Sheikh Mohammed bin Abdulrahman al Thani said charges cited by Saudi Arabia, Bahrain, UAE and Egypt in cutting diplomatic and transport links a month ago "were clearly designed to create anti-Qatar sentiment in the west". The four Arab states broke off diplomatic and transport ties with Qatar on June 5, accusing it of aiding terrorism.
Qatar denies the charges.
The rift between Qatar and its Gulf neighbours has aroused deep concern among Western allies who see the region's ruling dynasties as key partners in energy and defence. US President Donald Trump urged a resolution to the Qatar diplomatic crisis in a telephone call on Wednesday with Egyptian President Abdel Fattah al Sisi, the White House said.
"Qatar continues to call for dialogue despite the violation of international laws and regulations, despite the separation of 12,000 families, despite the siege that is a clear aggression and an insult to all international treaties, bodies, and jurisdictions," Thani said at a press conference at London's Chatham House think-tank.
Blockade driven by Saudi and UAE
"We believe that this entire campaign is merely driven by Saudi Arabia and the United Arab Emirates and these are the countries that we need to engage to find out what are the real problems and what are the real grievances," Thani said.
"Reading between the lines, the blockading countries were demanding that we have to surrender our sovereignty to end the siege, something which ... Qatar will never do," he said.
The Qatari minister suggested he saw little hope of a rapid reconciliation and that his country was preparing for a more protracted rift.
"What we've done in the last few weeks is develop different alternatives to ensure the supply chain for the country is not cut off."
He looked ahead to the soccer world cup that Qatar does not host until 2022. "Even if the blockade is lifted, we have to rely on ourselves and ensure we deliver a World Cup that is attractive to the world."
Responding to the accusation that it was now too close to regional rival Iran, he said Doha had to live alongside Tehran since the two states shared a gas field.
As Sheikh Mohammed spoke, foreign ministers of Saudi Arabia, UAE, Egypt, and Bahrain on Wednesday were meeting in Cairo to consider Qatar's response to 13 demands they have made in return for ending sanctions.

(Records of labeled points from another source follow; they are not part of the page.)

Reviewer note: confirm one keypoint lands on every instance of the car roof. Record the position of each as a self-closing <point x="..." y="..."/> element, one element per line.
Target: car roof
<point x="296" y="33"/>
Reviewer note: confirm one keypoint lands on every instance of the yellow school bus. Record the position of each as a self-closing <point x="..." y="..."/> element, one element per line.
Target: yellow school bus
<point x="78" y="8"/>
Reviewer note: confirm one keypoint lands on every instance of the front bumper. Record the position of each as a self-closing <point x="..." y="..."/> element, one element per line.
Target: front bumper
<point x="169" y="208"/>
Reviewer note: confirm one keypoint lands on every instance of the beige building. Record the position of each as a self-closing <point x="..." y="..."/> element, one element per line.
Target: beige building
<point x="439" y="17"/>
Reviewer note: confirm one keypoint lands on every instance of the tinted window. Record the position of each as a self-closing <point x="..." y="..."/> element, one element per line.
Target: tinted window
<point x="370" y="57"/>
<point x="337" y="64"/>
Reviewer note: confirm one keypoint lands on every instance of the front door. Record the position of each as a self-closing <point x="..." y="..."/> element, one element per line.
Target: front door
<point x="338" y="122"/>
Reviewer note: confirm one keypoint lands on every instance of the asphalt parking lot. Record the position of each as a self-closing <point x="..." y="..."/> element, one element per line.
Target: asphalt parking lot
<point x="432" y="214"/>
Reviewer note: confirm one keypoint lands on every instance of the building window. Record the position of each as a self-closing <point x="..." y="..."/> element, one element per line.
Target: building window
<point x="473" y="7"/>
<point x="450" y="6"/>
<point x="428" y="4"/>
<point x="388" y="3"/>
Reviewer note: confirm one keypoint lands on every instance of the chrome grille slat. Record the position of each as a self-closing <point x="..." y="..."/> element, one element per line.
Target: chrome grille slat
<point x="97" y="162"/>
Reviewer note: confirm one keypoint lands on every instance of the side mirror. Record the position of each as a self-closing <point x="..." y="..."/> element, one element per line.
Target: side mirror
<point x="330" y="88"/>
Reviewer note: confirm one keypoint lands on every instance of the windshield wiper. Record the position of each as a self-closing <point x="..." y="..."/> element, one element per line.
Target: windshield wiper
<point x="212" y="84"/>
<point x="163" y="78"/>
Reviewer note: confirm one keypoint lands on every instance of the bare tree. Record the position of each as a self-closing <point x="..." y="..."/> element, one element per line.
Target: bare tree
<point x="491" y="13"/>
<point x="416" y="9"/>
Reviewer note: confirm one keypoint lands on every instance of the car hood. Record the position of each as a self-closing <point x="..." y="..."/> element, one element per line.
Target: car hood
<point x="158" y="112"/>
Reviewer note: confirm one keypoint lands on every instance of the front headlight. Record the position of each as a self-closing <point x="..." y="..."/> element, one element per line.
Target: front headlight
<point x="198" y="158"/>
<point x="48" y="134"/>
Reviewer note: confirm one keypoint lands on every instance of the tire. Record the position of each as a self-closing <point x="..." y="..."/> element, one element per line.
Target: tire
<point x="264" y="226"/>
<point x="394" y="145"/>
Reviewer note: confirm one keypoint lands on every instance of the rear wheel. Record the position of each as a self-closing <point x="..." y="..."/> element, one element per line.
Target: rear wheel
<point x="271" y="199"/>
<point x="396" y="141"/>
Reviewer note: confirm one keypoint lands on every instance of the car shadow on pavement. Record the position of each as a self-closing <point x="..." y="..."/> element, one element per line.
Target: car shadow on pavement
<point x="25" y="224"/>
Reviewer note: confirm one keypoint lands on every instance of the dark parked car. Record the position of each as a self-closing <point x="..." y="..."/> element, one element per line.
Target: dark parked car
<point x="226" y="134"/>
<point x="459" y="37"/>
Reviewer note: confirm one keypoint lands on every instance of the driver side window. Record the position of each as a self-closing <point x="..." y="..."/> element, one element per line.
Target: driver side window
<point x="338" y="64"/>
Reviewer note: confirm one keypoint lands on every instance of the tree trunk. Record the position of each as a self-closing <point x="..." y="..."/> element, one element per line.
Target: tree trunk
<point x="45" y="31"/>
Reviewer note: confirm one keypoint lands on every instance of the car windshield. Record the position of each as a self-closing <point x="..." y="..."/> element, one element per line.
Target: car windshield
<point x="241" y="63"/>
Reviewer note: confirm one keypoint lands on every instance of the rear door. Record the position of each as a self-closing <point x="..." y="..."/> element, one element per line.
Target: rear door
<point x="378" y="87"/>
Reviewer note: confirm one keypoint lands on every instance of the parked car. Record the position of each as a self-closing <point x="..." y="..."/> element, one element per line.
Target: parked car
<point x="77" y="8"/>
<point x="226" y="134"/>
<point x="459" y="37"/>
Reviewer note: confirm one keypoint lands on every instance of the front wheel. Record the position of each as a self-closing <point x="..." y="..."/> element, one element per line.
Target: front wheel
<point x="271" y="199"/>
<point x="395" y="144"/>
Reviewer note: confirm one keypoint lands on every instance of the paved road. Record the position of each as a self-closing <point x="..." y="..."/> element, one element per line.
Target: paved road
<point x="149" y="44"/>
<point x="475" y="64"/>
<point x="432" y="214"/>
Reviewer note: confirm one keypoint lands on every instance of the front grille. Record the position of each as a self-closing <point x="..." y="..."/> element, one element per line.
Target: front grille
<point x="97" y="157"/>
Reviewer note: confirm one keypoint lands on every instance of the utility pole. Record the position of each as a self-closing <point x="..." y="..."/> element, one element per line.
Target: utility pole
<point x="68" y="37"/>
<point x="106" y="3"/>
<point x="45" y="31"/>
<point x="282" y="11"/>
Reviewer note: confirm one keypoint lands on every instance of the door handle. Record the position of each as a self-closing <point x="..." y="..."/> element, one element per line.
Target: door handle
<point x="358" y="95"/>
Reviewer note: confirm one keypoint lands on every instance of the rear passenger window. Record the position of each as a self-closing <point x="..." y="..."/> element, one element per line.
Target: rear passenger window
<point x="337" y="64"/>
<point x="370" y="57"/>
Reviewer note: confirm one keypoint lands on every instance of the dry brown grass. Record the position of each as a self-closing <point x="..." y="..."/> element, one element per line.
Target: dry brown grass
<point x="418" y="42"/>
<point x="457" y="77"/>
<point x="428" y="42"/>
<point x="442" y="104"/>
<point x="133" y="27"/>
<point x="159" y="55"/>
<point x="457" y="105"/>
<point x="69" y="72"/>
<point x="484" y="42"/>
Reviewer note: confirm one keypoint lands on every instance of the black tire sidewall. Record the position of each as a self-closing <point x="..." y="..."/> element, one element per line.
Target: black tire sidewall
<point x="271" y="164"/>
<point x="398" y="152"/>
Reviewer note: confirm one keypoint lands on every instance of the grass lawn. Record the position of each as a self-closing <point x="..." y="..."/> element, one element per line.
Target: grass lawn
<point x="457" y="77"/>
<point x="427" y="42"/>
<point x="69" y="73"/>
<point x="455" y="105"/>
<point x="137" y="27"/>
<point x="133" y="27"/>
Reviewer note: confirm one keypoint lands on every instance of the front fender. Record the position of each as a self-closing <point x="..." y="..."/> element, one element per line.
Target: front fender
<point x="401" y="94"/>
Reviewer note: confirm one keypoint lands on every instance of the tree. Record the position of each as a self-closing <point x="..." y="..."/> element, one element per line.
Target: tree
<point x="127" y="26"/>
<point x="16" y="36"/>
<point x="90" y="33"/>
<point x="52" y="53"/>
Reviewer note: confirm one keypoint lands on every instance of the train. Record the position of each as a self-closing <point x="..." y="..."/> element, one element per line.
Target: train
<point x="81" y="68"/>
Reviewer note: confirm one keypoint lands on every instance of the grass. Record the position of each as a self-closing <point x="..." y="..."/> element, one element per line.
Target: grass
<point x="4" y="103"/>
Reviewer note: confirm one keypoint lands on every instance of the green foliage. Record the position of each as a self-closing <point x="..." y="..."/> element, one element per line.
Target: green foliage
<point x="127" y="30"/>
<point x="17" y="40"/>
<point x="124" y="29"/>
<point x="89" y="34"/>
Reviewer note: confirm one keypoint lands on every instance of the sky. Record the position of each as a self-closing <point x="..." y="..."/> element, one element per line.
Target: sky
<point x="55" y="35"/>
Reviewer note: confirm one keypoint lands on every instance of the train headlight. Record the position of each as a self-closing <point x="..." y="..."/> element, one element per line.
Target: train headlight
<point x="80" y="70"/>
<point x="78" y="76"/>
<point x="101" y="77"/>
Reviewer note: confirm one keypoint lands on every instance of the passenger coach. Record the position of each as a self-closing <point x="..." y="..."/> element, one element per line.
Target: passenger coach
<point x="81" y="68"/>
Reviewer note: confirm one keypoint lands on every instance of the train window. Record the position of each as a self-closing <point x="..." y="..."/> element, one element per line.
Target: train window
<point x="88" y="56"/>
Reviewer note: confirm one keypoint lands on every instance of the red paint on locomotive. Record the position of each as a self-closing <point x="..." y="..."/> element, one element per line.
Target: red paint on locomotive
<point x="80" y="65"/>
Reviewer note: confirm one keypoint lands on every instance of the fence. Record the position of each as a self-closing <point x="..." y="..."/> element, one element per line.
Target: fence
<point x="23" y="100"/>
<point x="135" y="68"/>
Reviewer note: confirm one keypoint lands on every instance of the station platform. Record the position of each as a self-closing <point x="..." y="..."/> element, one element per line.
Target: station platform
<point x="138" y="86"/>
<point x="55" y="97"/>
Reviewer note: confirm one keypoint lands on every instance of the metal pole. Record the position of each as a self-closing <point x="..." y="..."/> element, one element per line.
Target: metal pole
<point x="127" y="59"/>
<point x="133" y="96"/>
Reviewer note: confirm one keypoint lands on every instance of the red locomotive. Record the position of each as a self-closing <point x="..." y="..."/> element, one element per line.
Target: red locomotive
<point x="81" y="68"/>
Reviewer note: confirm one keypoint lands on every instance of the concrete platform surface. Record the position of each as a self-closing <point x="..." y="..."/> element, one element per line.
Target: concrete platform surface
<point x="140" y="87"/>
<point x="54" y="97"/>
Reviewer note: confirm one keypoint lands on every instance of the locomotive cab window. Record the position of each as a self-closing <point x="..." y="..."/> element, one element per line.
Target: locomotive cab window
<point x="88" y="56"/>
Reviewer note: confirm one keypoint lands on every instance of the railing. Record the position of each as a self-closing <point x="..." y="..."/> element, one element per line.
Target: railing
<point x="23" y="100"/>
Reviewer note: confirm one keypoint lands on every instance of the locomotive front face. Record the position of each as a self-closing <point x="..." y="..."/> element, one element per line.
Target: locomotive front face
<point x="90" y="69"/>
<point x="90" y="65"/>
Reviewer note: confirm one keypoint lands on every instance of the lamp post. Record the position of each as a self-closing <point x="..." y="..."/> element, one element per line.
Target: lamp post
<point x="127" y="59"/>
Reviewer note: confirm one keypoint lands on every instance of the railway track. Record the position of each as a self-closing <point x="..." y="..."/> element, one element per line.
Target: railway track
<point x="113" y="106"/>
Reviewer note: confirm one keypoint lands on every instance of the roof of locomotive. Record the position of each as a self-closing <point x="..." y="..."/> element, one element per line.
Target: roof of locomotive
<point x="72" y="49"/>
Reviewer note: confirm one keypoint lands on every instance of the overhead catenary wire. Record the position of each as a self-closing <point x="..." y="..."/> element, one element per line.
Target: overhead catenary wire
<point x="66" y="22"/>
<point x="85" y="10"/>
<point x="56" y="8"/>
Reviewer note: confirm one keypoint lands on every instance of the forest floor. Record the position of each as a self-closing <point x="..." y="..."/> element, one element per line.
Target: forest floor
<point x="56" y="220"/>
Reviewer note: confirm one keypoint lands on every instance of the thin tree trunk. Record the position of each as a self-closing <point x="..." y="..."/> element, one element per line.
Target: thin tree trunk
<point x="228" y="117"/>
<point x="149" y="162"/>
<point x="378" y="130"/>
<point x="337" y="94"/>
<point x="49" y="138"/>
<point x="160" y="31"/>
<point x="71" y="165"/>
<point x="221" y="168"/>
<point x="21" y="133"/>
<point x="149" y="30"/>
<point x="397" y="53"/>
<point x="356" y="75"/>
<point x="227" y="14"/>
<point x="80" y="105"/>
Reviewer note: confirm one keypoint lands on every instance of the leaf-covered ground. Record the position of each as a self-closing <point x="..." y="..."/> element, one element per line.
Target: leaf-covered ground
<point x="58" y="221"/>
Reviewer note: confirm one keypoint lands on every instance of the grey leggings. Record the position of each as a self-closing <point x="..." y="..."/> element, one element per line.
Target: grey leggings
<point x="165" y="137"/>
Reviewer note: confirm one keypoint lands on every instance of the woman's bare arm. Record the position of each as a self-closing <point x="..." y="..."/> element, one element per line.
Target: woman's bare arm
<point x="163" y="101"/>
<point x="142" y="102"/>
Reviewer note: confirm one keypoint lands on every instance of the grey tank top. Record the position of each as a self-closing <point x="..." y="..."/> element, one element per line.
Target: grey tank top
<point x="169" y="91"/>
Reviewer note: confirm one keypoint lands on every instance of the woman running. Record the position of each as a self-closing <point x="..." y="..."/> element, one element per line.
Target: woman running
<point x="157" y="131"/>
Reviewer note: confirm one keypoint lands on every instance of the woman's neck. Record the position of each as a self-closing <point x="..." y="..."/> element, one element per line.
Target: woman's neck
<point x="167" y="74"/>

The Arab countries demands include Qatar curtailing its support for the Muslim Brotherhood, shutting down the pan-Arab al Jazeera TV channel, closing down a Turkish military base and downgrading its ties with regional arch-rival Iran.
Qatari officials say the Gulf states' demands are so stiff they suspect they were never seriously meant for negotiation.
The sanctions have clearly taken a toll. Thani said shipping costs were now ten times higher as a result.
But Qatar has also made clear that it is preparing for a more protracted dispute.
Doha announced on Tuesday it planned to raise Liquified Natural Gas (LNG) production capacity by 30 percent in the next five years.
If its response to the demands fails to satisfy the Arab states meeting in Cairo, Qatar could be isolated or excluded from the Gulf Cooperation Council (GCC), a regional economic and security cooperation body founded in 1981.